How to Argue
Every couple fights sometimes, it’s normal. But why is it that some couples can bounce back from an argument while others end up full of resentment and eventually break up? It’s simple, like everything in life, arguing has rules. Here are a few basic things to remember when you’re mad:
No personal jabs
This should be obvious, so why do people result to personal attacks in heated moments? Yelling out “you’re just like your mother” won’t help to resolve anything. If you know your girlfriend well, you know what will hurt her. In a moment of anger you might want to take that jab, but you might be opening a wound that will never properly heal.
Again, this should be obvious. It doesn’t help anything, and can only make your argument worse. Don’t go there.

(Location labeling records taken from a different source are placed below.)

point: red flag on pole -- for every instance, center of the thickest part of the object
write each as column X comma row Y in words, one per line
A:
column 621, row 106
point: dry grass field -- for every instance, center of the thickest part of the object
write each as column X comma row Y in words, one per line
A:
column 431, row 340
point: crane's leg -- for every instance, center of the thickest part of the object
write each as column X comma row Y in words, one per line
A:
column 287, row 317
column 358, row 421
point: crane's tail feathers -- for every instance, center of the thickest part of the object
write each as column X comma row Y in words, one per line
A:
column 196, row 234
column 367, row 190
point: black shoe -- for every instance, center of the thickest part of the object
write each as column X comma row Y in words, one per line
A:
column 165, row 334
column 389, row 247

Don’t bring up past arguments
The key to resolving an argument is to stick to the issue at hand. Re-opening past wounds doesn’t help heal present ones. If you’re upset about something, talk about that. Everything else is irrelevant.
Instead of approaching your girlfriend with an attack about her behaviour, why not just tell her that your feelings are hurt, and why? There’s a big difference between “you always do this” and “it hurts me when you do this, it makes me feel like you don’t care.” In the first instance she will respond defensively, denial and anger will ensue. In the second instance she will be more open to listen to what you have to say, and more willing to change her behaviour.